🔒 Unicode Security

Preventing Unicode-based Phishing

Phishing attacks increasingly exploit Unicode confusables, bidirectional overrides, and invisible characters to create deceptive URLs, spoofed sender addresses, and misleading link text. This guide covers the techniques used in Unicode-based phishing attacks and the detection, prevention, and user-education strategies to defend against them.

·

Phishing attacks cost billions of dollars annually, and Unicode provides attackers with a sophisticated toolkit for making malicious content look legitimate. Visual spoofing through confusable characters, homograph domain attacks, invisible text manipulation, and deceptive display of URLs and email addresses all exploit the gap between what Unicode text contains and what humans see. This guide covers the major Unicode-based phishing techniques, detection algorithms, and prevention strategies for developers building systems that handle user-facing text, URLs, email addresses, and identity information.

The Landscape of Unicode Phishing

Unicode-based phishing differs from traditional phishing in a fundamental way: instead of relying on user carelessness ("did you notice the URL was amaz0n.com?"), it exploits the impossibility of visual verification. When Latin "a" and Cyrillic "а" are pixel-identical in common fonts, no amount of user education can distinguish them.

Attack Surface

Vector Technique Impact
Domain names IDN homograph attacks User visits malicious site believing it is legitimate
Email addresses Confusable local parts User replies to attacker's email
Display names Visual impersonation User trusts message from "admin" (Cyrillic а)
URLs in text Mixed-script URLs User clicks link they believe goes to trusted site
File names Bidirectional override in filename User opens "invoice.pdf" that is actually .exe
UI text Invisible characters in labels Buttons/labels show different text than they contain

Technique 1: Domain Homograph Attacks

The most well-documented Unicode phishing technique uses visually confusable characters to register domains that appear identical to legitimate ones:

Target Homograph Substitution
apple.com аррӏе.com Cyrillic а, р, ӏ, е
google.com ɡооɡӏе.com Latin ɡ, Cyrillic о, ӏ, е
paypal.com раураӏ.com Cyrillic р, а, у, ӏ
facebook.com fаcebook.com Single Cyrillic а

Detection

import unicodedata

# Known confusable pairs (subset — full list in Unicode confusables.txt)
CONFUSABLE_MAP = {
    0x0430: 0x0061,  # Cyrillic а -> Latin a
    0x0435: 0x0065,  # Cyrillic е -> Latin e
    0x043E: 0x006F,  # Cyrillic о -> Latin o
    0x0440: 0x0070,  # Cyrillic р -> Latin p
    0x0441: 0x0063,  # Cyrillic с -> Latin c
    0x0443: 0x0079,  # Cyrillic у -> Latin y
    0x0445: 0x0078,  # Cyrillic х -> Latin x
    0x04CF: 0x006C,  # Cyrillic ӏ -> Latin l
    0x0261: 0x0067,  # Latin ɡ -> Latin g
    0x03B1: 0x0061,  # Greek α -> Latin a
    0x03BF: 0x006F,  # Greek ο -> Latin o
}

def compute_skeleton(text):
    skeleton = []
    for ch in text:
        cp = ord(ch)
        # Map confusable to prototype
        mapped = CONFUSABLE_MAP.get(cp, cp)
        skeleton.append(chr(mapped))
    # Normalize result
    return unicodedata.normalize("NFD", "".join(skeleton))

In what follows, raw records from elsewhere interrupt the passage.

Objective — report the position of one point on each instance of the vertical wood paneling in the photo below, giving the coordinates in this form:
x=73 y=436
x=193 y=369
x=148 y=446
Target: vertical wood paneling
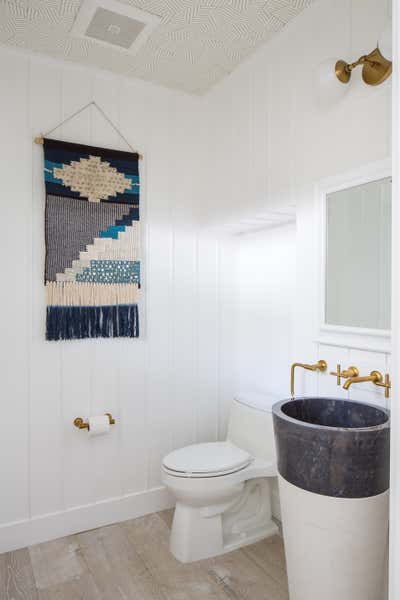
x=46 y=427
x=163 y=388
x=15 y=207
x=207 y=335
x=77 y=356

def is_homograph(domain, target):
    return compute_skeleton(domain) == compute_skeleton(target)

# Test
print(is_homograph("аррӏе", "apple"))  # True
print(is_homograph("google", "google"))  # True
print(is_homograph("g\u043e\u043egle", "google"))  # True

Prevention

Layer Defense
Browser Display Punycode for mixed-script domains
Registrar Block registration of confusable domains
Email gateway Flag emails from confusable domains
Application Skeleton comparison against known brand domains
Certificate Authority Verify domain ownership for look-alike requests

Technique 2: Email Address Spoofing

Email local parts (before the @) can contain Unicode characters via EAI (Email Address Internationalization, RFC 6531). An attacker can register an email address with confusable characters:

Legitimate Spoofed Difference
[email protected] а[email protected] Cyrillic а in "аdmin"
[email protected] ѕ[email protected] Cyrillic ѕ in "ѕupport"

Detection for Email

def check_email_confusables(email):
    local_part, _, domain = email.rpartition("@")
    issues = []

    for i, ch in enumerate(local_part):
        cp = ord(ch)
        name = unicodedata.name(ch, "")

        # Flag non-Latin characters in a predominantly Latin context
        if cp > 0x007F:
            script = "UNKNOWN"
            for s in ["CYRILLIC", "GREEK", "ARMENIAN"]:
                if s in name:
                    script = s
                    break
            if script != "UNKNOWN":
                issues.append({
                    "position": i,
                    "char": ch,
                    "codepoint": f"U+{cp:04X}",
                    "script": script,
                    "confusable_with": chr(CONFUSABLE_MAP.get(cp, cp)),
                })

    return {
        "email": email,
        "suspicious": len(issues) > 0,
        "issues": issues,
    }

Technique 3: Filename Spoofing with BiDi Override

The right-to-left override (RLO, U+202E) character can reverse the displayed order of characters in a filename, hiding the true extension:

Actual filename Displayed as Technique
invoice\u202Efdp.exe invoice\u202Eexe.pdf RLO reverses "fdp.exe" to show "exe.pdf"
photo\u202Egnp.scr photo\u202Ercs.png RLO reverses "gnp.scr" to show "rcs.png"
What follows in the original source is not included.